There are a number of hurdles for the merchant checkout/shopping-cart to overcome when accepting credit card transactions. There are a number of obvious and outwardly facing challenges like:
- Acquirer contracts
- Shopping Cart
- requirements – payments, recurring payments
Once you make it past, not so technical speed bumps, there are a number of implementation details that follow. On the one hand there is the user experience and how that is implemented by the website; and then there are the many acquirers and the different protocols and payload formats. This is usually referred to as transaction impedance.
What does this mean? How is that implemented in Redis?
Let’s start with the user experience. At some point the user will want to complete the purchase by providing some credit card information that you are going to use to send to an acquirer for processing. Given the number of ways this can be accomplished the best way will be an internal implementation using an iFrame. This way you can encapsulate and reuse the checkout in multiple places within your app.
The iFrame will then POST via REST or Ajax type message to the URL that provided the iFrame. The form data should be validated here and then forwarded to the message broker. I’m suggesting RestMQ is a good option as it uses Redis. The message is put on the message queue. Shortly thereafter a worker daemon that has been blocking on an empty queue will awaken, pull a message from the queue, reformat the message for the acquirer and forward the message to the Acquirer.
Here is where it get’s tricky. Depending on the protocol either the worker is going to wait for a response from the Acquirer in response to the request or the worker is going to move on to the next message in the broker’s queue. This depends on the protocol with the Acquirer. If the Acquirer is implemented in REST or HTTP then the worker can simply wait. Of course there can be as many workers for as many simultaneous connections the acquirer will permit.
On the other hand, many acquirers like to use a single socket and process the transactions in an asynchronous fashion. In which case you’ll need two threads and a cache for the transactions in flight. I know that’s a tough concept…. here goes…
A worker thread pulls a message from the queue, assigns a UUID, stores the transaction in a hash with an expiration date, then writes the message to the async socket.
Some other thread is blocking while reading from the remote socket. When a response is received, the working will queue the response.

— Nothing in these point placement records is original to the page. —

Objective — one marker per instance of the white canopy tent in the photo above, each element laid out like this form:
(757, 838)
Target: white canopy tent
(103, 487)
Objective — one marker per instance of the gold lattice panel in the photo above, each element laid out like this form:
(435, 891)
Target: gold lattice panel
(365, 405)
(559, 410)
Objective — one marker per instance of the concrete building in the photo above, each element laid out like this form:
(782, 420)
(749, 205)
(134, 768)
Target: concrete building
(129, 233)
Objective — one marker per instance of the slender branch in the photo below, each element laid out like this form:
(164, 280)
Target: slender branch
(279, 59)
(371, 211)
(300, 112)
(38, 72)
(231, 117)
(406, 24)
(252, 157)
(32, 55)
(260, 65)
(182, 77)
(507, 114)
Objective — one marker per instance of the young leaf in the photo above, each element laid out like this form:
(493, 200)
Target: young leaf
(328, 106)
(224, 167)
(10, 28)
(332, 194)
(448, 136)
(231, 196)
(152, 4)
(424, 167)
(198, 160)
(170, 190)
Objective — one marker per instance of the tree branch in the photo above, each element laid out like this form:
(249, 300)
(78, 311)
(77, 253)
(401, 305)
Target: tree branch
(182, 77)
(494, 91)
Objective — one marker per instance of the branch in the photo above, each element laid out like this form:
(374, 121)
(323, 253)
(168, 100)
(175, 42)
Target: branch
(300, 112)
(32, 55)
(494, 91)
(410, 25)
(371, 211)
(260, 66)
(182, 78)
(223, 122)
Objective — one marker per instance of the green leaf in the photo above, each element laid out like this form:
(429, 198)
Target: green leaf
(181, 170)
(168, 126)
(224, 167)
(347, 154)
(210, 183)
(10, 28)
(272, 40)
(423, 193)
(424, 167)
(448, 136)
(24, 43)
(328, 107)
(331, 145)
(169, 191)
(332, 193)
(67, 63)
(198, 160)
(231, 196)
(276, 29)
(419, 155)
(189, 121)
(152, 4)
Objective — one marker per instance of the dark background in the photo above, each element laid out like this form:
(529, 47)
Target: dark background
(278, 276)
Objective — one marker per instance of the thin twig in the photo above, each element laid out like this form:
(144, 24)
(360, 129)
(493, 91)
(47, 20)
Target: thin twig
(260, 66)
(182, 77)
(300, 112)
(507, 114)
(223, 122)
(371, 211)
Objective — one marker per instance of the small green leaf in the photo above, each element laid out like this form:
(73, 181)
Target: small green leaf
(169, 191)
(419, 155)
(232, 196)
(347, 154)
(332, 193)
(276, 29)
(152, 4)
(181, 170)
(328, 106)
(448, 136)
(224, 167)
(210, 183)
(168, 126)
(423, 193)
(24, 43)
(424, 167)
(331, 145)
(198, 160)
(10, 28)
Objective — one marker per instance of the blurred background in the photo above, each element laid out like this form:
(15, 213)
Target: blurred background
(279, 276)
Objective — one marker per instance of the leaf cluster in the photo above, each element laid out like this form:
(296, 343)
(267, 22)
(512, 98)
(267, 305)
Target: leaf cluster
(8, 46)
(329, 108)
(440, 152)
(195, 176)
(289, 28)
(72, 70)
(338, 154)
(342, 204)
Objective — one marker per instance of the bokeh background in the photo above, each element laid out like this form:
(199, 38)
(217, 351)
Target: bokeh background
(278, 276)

Another worker will read from that side-queue, locate the UUID, get the request from the cache, parse the response, construct a response for the user checkout and then forward the response to the user’s iFrame.
WOW… and now the interesting stuff. Since the messages in the queue and cache can have expiration dates transactions that timeout can be allowed to timeout all over the system without adversely effecting the overall performance of the system. Historically transaction nodes have allowed transactions to timeout rather than send back errors in response to transactions that timeout. The logic required to insure that the error responses make their way around the “system” are costly. And in fact have demonstrated that users get nutty with the “retry” and they can essentially DDOS your payment system.
This is a pretty exciting design. Tornado and Cyclone use epoll and address the C10K problem nicely. Redis can perform 100K writes per second. Daemon tools can handle keeping the system alive. Redis offers some replication although it is master-slave so HA is still possible. Since this is a cluster solution it is possible to distribute the transaction load over several servers. However, in a cluster arrangement you may need to route the transactions (cluster affinity) so that the same card numbers follow the same route… should there be any sort of stand-in processing, duplicate transactions, etc… you want to have the latest information possible. Implementing routing via cluster affinity is another use-case for Redis as you can store the routes and then replicate that data and read the record from the slaves. With any luck this will be faster than an errant user. But you still have to keep an you out there for evil does… so a good blacklist is also helpful.
Some elements I left out… end of day batch file, recurring transactions, reporting, and customer care.
[UPDATE: Redis does not like combining EXPIRE and replication. The EXPIRE can have unpredictable results when executing queries against the slave(s). OK, so we have learned that FIFOs and Caches are useful in MQ broker construction and as part of the impedance mismatch correction. Redis/RestMQ seem to be strong tools.]